CARP VIPs may also be used with a single firewall. This is typically done in cases where the pfSense deployment will eventually be converted into an HA cluster node, or when having a unique MAC address is a requirement. In rare cases a provider requires each unique IP address on a WAN segment to have a distinct MAC address, which CARP VIPs provide.
CARP VIPs and IP Alias VIPs can be combined in two ways:
To reduce the amount of CARP heartbeats by stacking IP Alias VIPs on CARP VIPs. See Using IP Aliases to Reduce Heartbeat Traffic.
To use CARP VIPs in multiple subnets on a single interface. See High Availability.
Proxy ARP¶
Proxy ARP VIPs function strictly at layer 2, providing ARP replies for the specified IP address or CIDR range of IP addresses. This allows pfSense software to accept traffic targeted at those addresses inside a shared subnet. For example, pfSense software can forward traffic sent to an additional address inside its WAN subnet according to its NAT configuration. The address or range of addresses are not assigned to any interface on pfSense, because they don’t need to be. This means no services on pfSense software itself can respond on these IP addresses.

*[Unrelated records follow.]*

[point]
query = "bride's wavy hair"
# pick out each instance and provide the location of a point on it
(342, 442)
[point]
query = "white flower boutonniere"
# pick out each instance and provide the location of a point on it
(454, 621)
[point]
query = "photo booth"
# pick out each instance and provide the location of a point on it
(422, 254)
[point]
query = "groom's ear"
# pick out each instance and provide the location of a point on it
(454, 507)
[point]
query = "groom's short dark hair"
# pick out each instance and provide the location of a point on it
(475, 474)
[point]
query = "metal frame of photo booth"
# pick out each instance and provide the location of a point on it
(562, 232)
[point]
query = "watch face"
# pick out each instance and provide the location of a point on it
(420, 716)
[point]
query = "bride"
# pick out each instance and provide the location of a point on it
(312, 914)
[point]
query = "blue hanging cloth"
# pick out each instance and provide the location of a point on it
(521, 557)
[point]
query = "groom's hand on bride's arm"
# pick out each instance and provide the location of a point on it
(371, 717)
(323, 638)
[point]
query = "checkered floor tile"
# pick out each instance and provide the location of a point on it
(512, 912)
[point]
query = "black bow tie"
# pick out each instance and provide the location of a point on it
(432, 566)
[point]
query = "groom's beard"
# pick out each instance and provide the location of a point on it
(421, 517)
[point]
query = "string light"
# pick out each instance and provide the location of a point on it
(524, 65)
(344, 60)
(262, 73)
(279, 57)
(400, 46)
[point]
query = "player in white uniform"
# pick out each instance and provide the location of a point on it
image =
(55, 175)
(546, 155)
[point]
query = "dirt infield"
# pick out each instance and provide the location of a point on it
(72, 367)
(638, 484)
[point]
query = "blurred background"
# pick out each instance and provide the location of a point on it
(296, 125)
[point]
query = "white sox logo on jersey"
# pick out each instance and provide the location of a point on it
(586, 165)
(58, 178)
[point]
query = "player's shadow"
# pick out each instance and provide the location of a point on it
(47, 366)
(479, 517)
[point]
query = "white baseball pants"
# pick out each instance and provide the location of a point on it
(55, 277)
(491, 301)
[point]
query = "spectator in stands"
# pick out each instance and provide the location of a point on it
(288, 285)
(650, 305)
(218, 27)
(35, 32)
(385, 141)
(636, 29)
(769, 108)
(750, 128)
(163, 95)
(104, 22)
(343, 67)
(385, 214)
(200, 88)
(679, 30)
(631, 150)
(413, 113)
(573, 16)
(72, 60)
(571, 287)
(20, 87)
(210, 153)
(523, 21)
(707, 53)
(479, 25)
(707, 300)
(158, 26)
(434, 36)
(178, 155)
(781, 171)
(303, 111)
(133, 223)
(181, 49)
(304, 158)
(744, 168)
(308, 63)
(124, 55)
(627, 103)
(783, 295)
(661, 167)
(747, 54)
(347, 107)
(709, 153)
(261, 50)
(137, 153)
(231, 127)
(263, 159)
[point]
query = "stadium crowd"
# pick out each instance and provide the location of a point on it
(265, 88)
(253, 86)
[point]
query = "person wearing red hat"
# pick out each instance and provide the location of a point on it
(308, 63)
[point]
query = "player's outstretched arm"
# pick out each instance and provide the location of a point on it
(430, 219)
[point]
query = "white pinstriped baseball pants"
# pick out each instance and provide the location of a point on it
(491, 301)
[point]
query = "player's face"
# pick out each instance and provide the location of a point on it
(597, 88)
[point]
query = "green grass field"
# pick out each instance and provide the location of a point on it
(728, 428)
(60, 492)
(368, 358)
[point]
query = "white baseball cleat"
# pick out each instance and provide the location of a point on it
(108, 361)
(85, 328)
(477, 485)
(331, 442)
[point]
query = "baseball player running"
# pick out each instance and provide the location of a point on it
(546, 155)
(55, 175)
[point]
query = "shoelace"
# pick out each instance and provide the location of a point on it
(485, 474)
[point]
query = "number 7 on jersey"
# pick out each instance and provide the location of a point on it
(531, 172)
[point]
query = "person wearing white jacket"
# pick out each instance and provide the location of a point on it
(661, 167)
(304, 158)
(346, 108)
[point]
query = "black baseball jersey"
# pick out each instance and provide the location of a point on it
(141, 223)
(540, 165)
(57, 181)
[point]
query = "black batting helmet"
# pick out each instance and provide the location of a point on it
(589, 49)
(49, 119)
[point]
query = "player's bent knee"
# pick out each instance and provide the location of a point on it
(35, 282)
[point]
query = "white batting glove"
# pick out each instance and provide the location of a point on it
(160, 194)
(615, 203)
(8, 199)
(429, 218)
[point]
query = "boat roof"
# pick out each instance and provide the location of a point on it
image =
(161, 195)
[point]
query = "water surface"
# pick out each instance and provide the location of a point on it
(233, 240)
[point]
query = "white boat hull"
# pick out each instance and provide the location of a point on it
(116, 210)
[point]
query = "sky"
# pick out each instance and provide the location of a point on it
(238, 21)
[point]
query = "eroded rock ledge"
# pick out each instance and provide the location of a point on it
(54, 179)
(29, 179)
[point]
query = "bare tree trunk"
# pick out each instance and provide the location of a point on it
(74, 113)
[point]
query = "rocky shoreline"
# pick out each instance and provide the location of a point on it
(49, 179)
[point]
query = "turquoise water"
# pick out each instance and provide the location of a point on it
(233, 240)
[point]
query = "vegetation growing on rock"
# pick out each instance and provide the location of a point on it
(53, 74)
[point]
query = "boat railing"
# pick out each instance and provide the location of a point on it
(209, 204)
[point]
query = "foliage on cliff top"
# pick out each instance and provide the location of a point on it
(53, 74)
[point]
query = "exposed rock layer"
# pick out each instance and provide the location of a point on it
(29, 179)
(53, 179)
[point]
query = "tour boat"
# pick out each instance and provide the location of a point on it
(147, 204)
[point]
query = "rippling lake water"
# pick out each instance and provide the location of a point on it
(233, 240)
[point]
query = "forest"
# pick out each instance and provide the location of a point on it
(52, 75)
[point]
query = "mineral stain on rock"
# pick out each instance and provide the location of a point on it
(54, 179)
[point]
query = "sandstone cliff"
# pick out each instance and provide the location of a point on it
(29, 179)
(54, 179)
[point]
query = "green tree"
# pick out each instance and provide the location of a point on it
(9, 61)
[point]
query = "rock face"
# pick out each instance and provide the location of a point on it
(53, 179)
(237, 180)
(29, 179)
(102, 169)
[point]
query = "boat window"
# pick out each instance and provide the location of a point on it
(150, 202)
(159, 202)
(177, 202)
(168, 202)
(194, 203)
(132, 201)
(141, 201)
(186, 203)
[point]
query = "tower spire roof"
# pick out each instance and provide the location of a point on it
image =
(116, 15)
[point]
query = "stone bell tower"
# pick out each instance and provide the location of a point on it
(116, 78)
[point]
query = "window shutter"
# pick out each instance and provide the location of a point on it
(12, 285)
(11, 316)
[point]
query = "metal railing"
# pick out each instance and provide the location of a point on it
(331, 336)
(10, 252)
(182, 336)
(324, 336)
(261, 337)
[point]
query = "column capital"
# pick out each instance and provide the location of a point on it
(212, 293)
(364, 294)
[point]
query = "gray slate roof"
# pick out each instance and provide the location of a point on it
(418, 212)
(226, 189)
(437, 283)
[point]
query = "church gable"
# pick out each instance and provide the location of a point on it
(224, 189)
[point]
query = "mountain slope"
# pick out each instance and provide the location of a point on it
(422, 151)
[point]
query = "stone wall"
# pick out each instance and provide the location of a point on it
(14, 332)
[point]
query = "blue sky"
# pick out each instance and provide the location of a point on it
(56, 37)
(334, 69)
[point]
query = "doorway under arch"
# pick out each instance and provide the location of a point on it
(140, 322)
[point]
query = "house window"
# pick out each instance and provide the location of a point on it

Proxy ARP VIPs do not sync to XML-RPC Configuration Sync peers because doing so would cause an IP address conflict.
Other¶
Other type VIPs define additional IP addresses for use when ARP replies for the IP address are not required. The only function of adding an Other type VIP is making that address available in the NAT configuration drop-down selectors. This is convenient when the firewall has a public IP block routed to its WAN IP address, IP Alias, or a CARP VIP.